A processing plant in Phelps County would be a large capital investment adding to the tax base, and due to automation, the jobs will pay highly.

Attracting a processing plant (cheese, milk, ice cream) will open the gates for the development of dairy farms, which are large consumers of feed grains.

“Manure from dairy farms is a highly desirable fertilizer,” Tillery said. “The symbiotic relationship between grain farming and dairy farming will strengthen the regional economy.”

Tillery said the dairy industry is a good fit for Phelps County because of the local access to feed, water and an ag-friendly environment.
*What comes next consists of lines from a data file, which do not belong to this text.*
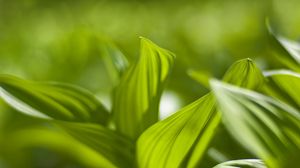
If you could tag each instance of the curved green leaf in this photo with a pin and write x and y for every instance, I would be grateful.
(286, 51)
(114, 61)
(115, 148)
(52, 100)
(61, 144)
(182, 138)
(136, 99)
(245, 163)
(268, 128)
(284, 85)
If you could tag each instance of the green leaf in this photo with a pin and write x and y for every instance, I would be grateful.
(286, 51)
(114, 61)
(52, 100)
(268, 128)
(284, 85)
(117, 149)
(244, 73)
(182, 138)
(245, 163)
(201, 77)
(62, 144)
(136, 99)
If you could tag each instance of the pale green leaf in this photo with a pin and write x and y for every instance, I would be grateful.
(52, 100)
(245, 163)
(114, 61)
(201, 77)
(285, 50)
(182, 138)
(61, 144)
(268, 128)
(117, 149)
(284, 85)
(136, 98)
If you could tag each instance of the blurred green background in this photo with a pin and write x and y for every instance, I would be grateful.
(69, 41)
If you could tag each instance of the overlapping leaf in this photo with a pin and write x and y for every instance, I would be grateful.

The lack of industrial dairy processing facilities has been an obstacle to the growth of dairy farming in the state, Tillery said. Most processing plants are further east along the I-29 corridor stretching from Kansas City to Sioux Falls, SD.

“Transportation of raw milk for more than three hours is not ideal for cost reasons, so the growth of dairy herds has been limited to points further east that are not as desirable from a farming perspective.,” Tillery said. “Modern, large-scale dairy farms prefer to avoid more heavily populated areas. Central Nebraska is ideal.”

Many dairy operations in California and other areas are being crowded out by population growth and an oppressive regulatory environment, he said.

To be prepared to take advantage of opportunities in the dairy industry, Tillery believes Phelps County would benefit from achieving "Livestock Friendly" status from the Nebraska Department of Agriculture.

“Having our zoning regulations in sync with the state programs would improve Phelps County's appeal among both industrial targets and dairy farmers,” Tillery said. “Otherwise, we're ideally situated to welcome growth in this target sector.”